Sometimes an album’s formed perception benefits from the surroundings of the listener, or the conditions of the listening experience. Being the first (at least, to my knowledge) band to introduce the term “volcanic black metal”, Vosbúð from Iceland deliver their / his first full length album Heklugjá after a vigorous but potentially glossed over EP in 2019, setting the mark in the project’s journey for good. 

Thematics are described perfectly by the band’s self-genre assertion, and don’t let your mind rush to conclusions when it comes to the music, especially when knowing their roots. Heklugjá takes a stand for atmospheric black metal with dusty production, partially originating from the United States but with a firm personal touch and plenty of creative material in its long compositions. That is also the only drawback of the record, as its lengthy duration sometimes feels unnecessary, especially in moments when the tracks get a bit repetitive, not confident enough to affix the next idea. 

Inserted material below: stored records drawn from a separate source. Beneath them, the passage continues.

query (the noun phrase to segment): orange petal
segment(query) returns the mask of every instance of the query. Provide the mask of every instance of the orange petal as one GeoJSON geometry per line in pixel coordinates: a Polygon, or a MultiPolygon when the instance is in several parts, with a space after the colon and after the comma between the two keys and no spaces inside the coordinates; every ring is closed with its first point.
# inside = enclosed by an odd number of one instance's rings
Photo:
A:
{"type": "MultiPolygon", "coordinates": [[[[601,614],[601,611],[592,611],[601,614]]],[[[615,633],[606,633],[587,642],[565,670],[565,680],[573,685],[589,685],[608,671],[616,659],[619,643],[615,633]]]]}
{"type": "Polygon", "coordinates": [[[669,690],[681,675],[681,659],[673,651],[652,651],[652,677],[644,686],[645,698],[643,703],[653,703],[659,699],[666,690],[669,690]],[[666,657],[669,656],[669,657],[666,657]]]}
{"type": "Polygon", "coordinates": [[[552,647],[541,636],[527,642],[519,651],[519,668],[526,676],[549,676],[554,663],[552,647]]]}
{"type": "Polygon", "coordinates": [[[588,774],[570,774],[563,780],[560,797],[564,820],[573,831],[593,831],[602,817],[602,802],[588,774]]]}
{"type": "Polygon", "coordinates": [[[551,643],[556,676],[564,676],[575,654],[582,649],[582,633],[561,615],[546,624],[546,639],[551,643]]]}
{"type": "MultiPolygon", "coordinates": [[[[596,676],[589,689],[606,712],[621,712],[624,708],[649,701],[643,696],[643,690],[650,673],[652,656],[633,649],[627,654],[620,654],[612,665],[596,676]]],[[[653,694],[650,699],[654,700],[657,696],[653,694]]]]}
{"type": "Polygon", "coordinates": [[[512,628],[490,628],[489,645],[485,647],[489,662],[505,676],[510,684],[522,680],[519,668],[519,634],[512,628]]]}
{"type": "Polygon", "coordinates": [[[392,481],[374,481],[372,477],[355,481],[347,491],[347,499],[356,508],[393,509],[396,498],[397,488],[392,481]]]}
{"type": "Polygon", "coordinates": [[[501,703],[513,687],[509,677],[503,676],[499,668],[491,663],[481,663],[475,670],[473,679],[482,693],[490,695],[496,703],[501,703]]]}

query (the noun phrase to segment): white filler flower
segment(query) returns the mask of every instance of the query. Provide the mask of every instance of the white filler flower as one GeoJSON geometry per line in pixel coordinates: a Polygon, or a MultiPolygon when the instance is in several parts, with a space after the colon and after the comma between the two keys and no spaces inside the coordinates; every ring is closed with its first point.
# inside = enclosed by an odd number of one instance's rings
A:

Fortunately, this is mostly clear only through the third and fourth piece, where almost exhilarated melodies lay hints of modern / post-black metal bands from the US and despite that, the flow of the album is at least maintained through this rocky path. A couple of songs are really long and packed with material, especially the opener “Myndhöggvari lífsins og dauðans” at 17 minutes, and the closing piece “Heklugjá” at the same length. Vosbúð’s ingenuity is boastful in these pieces and the album has potent messages as a whole, depicting a rather ambitious atmospheric black metal release that only slightly shakes due to it’s own weight. 

One hour might be too much to not build the urge to fast forward a bit, however Vosbúð do now shy away from epicness or high quality guitar lines, wonderful bass sound and a production to go along with its subject. There is no one fitting more to speak of volcanoes than an Icelandic band, and Heklugjá is a fine debut, imperfect at some intricacies and yet melded with passion.